Resolve, relapse, regret
So here you are, a few days into the new year and you’re feeling like you might already lose your resolution mojo. Temptations are everywhere! Maybe you’re not as determined as you thought you were. Maybe lazy is the new fit. Mostly, maybe you’re not sure where to look for help to keep yourself on the straight and narrow. Look no further. We present the Man Crates Map to Resolution Redemption. When temptations hit or when confusion arises, you still have options that will keep your new year’s resolutions and stop you from taking too many backwards steps.

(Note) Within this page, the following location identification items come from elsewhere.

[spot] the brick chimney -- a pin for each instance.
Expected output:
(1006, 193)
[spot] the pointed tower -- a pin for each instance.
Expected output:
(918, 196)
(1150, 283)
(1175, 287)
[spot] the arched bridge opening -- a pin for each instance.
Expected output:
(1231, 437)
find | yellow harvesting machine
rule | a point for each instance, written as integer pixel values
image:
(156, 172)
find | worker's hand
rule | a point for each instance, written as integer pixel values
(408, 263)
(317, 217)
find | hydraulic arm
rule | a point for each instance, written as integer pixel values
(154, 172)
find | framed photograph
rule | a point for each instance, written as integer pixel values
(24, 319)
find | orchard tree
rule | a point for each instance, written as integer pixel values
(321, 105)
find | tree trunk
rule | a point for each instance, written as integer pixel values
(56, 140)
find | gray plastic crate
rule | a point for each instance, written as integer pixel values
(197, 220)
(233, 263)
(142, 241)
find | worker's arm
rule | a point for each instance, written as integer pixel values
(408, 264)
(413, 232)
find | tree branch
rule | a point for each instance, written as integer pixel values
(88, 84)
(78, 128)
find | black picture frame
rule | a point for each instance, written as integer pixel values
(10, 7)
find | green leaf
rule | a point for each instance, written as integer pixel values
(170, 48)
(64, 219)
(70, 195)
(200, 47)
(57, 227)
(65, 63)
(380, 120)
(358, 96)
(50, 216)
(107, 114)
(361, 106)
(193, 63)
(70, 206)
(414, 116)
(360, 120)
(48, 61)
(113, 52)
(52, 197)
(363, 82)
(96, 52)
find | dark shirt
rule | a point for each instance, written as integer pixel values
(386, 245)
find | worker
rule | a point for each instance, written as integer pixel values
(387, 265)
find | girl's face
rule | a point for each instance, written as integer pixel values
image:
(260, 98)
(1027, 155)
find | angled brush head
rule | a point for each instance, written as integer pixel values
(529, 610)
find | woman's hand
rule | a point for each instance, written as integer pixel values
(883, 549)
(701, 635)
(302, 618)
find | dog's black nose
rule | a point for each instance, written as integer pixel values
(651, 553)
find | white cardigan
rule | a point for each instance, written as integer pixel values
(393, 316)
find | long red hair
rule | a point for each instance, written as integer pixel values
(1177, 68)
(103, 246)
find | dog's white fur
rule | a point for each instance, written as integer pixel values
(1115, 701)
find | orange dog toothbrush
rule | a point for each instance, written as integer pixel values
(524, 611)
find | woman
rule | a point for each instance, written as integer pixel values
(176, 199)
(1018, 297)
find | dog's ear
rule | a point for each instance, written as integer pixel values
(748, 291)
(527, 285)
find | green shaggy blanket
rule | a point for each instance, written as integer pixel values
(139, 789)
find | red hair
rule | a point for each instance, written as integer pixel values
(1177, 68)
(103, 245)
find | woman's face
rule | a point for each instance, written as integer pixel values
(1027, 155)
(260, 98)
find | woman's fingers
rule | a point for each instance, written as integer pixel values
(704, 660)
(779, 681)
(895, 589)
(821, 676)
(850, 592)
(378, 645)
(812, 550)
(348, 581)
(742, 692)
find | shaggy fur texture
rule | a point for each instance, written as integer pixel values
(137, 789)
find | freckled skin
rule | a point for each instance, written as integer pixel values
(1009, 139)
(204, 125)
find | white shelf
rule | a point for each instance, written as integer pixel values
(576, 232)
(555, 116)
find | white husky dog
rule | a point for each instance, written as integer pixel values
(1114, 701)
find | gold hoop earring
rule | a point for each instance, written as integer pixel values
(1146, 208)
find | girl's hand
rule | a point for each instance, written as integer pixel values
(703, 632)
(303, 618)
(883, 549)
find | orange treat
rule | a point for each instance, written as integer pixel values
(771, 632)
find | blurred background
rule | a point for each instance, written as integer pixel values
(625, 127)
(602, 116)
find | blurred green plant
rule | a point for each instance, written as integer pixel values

If at first you don’t succeed…
Perhaps you’ve already lost your way with your resolutions. Buck up, little camper. Getting too critical of your lack of resolve can be just as detrimental to your well-being as not keeping your resolutions. Fight the bad-brain bent and don’t beat yourself up when you don’t succeed. Moving forward sometimes involves taking a step backwards. Don’t sweat little obstacles along your course to resolution completion.